Lauren makes her BIG debut with this piece on Western Pygmy Possums, the species she is studying for her honours research project…
With their floppy ears, tiny curled tail and puppy dog eyes, the Western Pygmy Possum (Cercartetus concinnus) is the cutest creature to fit in the palm of your hand…however I am slightly biased… and here’s why.
As part of my honours project at the University of Adelaide, I have been in search of the Western Pygmy Possum. Weighing an average of just 13g, these tiny possums are one of Australia’s smallest marsupials. Patchily distributed across southern Australia, Western Pygmy Possums (WPPs) can be found in southern WA and SA, and western VIC and NSW. Unfortunately due to habitat loss and fragmentation and predation by foxes and cats, WPPs are listed as endangered in NSW and threatened in VIC.

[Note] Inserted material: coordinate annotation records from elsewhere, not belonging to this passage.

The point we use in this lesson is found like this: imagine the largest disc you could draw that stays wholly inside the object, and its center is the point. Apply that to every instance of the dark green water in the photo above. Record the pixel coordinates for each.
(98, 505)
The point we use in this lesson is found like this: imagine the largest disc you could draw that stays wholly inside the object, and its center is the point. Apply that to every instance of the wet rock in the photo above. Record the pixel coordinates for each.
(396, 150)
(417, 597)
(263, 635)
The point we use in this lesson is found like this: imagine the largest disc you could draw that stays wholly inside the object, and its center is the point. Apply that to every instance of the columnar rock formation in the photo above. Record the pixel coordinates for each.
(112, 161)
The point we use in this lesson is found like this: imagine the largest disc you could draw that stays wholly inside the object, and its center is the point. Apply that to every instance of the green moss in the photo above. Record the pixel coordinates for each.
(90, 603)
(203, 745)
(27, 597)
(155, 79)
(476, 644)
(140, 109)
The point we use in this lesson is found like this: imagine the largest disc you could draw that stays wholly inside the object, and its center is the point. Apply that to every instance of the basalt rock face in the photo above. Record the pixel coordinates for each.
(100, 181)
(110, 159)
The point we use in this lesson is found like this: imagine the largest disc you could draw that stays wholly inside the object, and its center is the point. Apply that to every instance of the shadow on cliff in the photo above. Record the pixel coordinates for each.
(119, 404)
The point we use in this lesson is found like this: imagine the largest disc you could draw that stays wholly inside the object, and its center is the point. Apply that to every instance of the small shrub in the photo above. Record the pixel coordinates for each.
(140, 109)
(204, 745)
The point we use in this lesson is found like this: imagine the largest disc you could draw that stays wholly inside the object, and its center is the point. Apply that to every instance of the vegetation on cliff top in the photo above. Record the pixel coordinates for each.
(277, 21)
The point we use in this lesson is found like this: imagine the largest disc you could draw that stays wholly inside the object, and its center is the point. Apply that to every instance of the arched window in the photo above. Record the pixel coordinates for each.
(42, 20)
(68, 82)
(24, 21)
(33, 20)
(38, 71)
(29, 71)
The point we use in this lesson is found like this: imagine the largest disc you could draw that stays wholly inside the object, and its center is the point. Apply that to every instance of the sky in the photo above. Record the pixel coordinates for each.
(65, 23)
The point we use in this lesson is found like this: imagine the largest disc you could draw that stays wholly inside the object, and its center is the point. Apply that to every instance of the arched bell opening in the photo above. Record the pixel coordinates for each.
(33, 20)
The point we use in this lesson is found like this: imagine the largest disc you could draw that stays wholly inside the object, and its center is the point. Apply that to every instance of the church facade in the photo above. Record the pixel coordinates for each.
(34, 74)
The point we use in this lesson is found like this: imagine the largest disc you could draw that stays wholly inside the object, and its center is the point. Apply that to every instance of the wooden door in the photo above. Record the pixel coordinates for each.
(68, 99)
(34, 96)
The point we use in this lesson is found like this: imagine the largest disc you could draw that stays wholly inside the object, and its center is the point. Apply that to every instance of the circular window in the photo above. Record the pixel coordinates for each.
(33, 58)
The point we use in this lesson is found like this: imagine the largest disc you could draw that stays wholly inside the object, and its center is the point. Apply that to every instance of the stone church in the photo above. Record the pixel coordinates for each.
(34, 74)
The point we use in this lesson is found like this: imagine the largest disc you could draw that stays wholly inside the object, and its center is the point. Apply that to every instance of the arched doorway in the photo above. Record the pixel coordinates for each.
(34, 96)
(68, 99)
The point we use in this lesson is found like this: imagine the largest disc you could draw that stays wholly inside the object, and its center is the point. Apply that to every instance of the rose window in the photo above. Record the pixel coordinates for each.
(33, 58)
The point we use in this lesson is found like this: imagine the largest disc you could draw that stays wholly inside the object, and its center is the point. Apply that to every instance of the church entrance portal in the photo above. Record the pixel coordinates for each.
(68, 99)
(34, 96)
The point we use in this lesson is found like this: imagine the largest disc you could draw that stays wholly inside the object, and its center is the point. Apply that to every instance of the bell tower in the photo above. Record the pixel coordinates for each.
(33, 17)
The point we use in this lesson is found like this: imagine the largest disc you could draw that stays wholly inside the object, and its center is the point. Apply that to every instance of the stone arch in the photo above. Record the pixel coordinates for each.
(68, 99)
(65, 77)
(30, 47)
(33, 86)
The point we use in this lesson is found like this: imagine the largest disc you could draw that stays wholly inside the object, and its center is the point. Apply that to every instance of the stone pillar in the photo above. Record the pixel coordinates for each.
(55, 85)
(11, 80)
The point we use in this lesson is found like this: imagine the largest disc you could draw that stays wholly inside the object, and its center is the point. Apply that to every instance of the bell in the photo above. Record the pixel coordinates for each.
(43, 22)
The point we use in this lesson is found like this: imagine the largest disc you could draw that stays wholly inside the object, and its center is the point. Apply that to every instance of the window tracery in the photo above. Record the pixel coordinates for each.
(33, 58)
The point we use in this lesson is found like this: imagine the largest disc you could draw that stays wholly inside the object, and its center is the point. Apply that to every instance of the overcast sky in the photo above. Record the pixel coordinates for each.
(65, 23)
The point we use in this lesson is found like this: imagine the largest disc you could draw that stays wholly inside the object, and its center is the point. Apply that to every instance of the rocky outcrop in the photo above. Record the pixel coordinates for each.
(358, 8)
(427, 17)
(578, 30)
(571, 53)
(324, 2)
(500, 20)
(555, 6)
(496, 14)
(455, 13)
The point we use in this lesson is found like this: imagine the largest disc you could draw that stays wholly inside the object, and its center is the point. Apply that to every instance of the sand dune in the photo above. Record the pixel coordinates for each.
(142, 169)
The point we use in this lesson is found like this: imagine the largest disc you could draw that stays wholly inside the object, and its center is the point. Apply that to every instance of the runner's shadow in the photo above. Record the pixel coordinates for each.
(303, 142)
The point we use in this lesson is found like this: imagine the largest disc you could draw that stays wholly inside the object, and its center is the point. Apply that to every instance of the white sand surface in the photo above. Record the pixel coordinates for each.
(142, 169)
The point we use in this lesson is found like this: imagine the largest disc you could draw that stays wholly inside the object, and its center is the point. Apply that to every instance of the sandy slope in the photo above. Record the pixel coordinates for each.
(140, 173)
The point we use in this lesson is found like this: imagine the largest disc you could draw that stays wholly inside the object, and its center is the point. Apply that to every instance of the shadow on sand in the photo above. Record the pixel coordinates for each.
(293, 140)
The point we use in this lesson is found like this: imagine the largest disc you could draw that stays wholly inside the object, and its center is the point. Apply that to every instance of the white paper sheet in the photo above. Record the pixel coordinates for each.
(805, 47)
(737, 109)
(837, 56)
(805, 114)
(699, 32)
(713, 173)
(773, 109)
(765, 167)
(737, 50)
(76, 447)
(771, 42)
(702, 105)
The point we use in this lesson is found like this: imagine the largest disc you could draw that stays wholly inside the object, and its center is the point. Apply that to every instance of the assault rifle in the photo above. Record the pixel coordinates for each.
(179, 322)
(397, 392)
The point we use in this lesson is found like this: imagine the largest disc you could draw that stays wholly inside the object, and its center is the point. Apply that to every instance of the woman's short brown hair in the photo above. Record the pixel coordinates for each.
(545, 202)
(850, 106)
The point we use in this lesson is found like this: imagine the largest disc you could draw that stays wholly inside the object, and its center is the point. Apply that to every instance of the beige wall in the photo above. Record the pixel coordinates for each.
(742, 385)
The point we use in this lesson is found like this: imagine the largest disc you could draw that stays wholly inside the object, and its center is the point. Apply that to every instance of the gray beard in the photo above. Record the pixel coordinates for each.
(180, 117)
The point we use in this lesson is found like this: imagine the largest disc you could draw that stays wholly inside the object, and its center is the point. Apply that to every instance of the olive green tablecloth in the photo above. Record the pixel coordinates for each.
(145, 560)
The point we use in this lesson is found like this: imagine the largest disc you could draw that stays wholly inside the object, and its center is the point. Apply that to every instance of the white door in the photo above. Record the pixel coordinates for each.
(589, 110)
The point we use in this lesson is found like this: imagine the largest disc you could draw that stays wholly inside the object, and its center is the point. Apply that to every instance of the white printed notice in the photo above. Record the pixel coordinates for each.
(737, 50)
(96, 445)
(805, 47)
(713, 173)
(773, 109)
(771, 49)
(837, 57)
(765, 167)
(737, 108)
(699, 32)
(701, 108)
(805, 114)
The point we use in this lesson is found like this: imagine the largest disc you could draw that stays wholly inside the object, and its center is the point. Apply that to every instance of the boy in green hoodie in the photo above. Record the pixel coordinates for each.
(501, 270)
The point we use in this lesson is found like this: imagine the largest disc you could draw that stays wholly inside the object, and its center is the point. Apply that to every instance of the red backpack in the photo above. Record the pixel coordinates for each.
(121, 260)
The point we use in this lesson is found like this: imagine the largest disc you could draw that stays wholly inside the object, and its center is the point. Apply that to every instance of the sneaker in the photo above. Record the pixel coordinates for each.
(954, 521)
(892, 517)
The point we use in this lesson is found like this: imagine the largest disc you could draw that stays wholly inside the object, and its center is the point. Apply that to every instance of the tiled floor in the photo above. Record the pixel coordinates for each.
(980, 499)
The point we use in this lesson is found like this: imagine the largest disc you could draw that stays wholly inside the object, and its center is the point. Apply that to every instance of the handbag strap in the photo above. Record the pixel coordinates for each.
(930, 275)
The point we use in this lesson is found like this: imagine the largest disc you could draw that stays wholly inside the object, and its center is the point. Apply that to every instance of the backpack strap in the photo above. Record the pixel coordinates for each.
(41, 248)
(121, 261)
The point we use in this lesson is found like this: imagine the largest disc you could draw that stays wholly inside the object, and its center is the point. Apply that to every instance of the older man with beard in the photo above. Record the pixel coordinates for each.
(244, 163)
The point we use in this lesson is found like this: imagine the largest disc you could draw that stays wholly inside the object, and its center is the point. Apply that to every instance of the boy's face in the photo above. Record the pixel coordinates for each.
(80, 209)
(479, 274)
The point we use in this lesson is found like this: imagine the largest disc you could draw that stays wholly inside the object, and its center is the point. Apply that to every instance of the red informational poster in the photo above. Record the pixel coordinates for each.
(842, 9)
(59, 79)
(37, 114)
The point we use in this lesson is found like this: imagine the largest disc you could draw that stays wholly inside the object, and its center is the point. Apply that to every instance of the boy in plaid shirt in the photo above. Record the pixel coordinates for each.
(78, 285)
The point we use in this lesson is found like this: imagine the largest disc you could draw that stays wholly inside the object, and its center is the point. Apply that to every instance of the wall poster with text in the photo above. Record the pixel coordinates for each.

WPPs are rarely seen due to their cryptic and nocturnal nature. They are mostly arboreal; spending much of their time hidden in trees. It is here that they move stealthily and carefully between branches, foraging through leaves in search of nectar, pollen and invertebrates. These possums can breed at any time during the year, having up to three consecutive litters of six if conditions are ideal.
My study is taking place in the Middleback Ranges SA, where the WPP population is known to fluctuate quite dramatically. My aim is to find out a little more about why this is the case. I head out each month to monitor the population using pitfall traps. How are they caught in traps on the ground when they spend so much time in trees? Well, WPPs cannot glide (unlike some of their close relatives) and must therefore cross the ground or jump (and sometimes fall!) to get to the next tree. WPPs are particularly mobile during windy weather and can even be blown out of trees increasing their chance of falling into a trap.
If we are lucky enough to have caught a possum, they are usually found curled up in a ball. They may be having a snooze or be in a much deeper sleep, known as torpor. This is like a mini hibernation period used to conserve energy during harsh weather conditions or when food availability is low.
Let’s hope by finding out more about the ecology of this species, we can help manage populations and prevent further decline now and in the future. How can we afford to lose a face like this?